Shironet
- Website type: Lyrics
- Available in: Hebrew
- Owner: Keshet Broadcast Ltd
- Website: http://shironet.mako.co.il:80/
- Commercial: Yes
- Registration: Optional
- Launched: 2002
- Current status: Online

= Shiron.net =

Israeli website

shironet.mako.co.il, also known as Shironet (שִירוֹנֶט), is an Israeli website that presents the lyrics of Hebrew songs. It is the largest of its kind. It also presents lyrics of non-Hebrew songs, trivia puzzles, ringtones, video clips, general information about Israeli musicians, pictures of Israeli musicians, ads of concerts, and internet forums. Shironnet complies with copyright laws and pays ACUM (the association of Israeli song creators that represents poets, composers, and lyricists) for each entry to a lyrics webpage or a video clip webpage, in order to pass the payments to the artists.

==History==
Shironet was established in 2002 as a "pirate website" that presented lyrics without paying for them. However, since 2003 it works legally.

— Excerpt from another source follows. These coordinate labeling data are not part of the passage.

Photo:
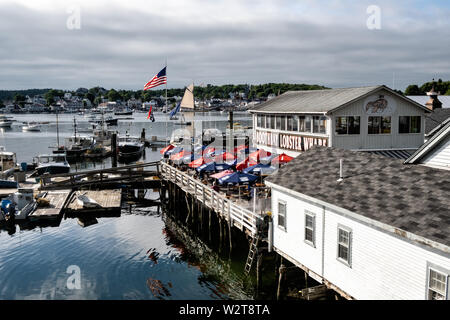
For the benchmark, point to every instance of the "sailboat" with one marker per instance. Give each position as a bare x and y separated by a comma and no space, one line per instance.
186,104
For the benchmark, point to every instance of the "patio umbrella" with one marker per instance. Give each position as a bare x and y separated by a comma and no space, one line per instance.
224,157
268,160
223,166
206,167
167,148
174,151
237,178
264,170
182,156
198,162
258,154
281,159
255,167
221,174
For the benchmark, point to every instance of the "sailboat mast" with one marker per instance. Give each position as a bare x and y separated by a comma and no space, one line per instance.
167,138
57,130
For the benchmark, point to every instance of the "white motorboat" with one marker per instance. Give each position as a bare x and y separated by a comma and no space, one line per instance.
87,202
31,127
18,205
5,122
51,163
130,147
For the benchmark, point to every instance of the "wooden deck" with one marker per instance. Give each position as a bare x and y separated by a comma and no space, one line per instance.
110,200
235,214
57,200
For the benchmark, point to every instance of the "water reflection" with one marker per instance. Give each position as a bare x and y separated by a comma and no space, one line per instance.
137,255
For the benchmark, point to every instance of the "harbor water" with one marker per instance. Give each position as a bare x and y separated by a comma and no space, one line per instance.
138,255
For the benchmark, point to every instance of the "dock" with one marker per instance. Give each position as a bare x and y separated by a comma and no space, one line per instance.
109,200
56,203
131,176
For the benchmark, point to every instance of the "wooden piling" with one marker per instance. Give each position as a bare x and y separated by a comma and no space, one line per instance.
114,149
281,272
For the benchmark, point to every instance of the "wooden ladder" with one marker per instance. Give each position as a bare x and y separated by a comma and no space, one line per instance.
251,254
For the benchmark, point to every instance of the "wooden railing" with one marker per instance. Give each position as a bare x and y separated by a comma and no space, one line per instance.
232,212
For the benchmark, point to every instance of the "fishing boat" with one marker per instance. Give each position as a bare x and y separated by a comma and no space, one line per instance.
8,161
32,127
18,206
50,163
124,112
130,147
5,122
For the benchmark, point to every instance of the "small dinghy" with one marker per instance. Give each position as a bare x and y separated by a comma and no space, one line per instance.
87,202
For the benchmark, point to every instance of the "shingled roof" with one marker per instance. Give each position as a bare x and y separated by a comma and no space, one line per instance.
319,101
435,120
408,197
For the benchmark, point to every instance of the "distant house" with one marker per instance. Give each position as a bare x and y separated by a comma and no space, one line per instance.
372,119
440,107
378,231
436,151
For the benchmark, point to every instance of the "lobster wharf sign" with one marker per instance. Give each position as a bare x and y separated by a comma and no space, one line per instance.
288,141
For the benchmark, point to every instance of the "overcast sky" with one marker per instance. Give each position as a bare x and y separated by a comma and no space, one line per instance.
122,44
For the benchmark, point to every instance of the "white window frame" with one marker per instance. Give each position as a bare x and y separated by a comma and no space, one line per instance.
313,229
347,262
281,202
445,273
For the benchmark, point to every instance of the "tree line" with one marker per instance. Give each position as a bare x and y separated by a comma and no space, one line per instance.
96,94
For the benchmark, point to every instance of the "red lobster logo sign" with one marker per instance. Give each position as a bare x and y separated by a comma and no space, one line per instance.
377,106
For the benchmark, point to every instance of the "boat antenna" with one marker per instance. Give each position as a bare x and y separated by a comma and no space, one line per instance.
57,130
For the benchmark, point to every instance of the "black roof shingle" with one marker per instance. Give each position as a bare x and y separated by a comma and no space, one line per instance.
413,198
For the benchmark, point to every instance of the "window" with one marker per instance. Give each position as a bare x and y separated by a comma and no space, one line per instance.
283,123
344,245
377,125
307,124
437,285
310,228
407,124
290,123
319,124
295,123
301,124
282,215
272,122
347,125
278,119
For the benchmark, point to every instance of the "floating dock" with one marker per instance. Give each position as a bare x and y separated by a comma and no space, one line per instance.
57,201
109,200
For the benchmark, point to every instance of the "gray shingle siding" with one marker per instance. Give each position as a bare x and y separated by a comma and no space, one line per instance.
412,198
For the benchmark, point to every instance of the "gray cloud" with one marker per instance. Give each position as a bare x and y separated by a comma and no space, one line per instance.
122,46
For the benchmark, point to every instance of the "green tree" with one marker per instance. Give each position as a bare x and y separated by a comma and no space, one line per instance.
113,95
90,96
19,99
413,90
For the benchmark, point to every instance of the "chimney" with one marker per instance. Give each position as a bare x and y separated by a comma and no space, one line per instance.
341,170
434,102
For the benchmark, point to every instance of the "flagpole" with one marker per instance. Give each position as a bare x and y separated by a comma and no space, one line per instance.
167,138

In 2003, Israeli composer and lyricist Naomi Shemer had Shironet remove all her songs' lyrics. After many requests from the website, the lyrics were added again by her heirs in 2006. In 2006 Assaf Amdorski also had his lyrics removed from Shironet.

In 2012 was purchased by Keshet Broadcasting, the biggest Israeli media provider and became a part of the Keshet's website mako.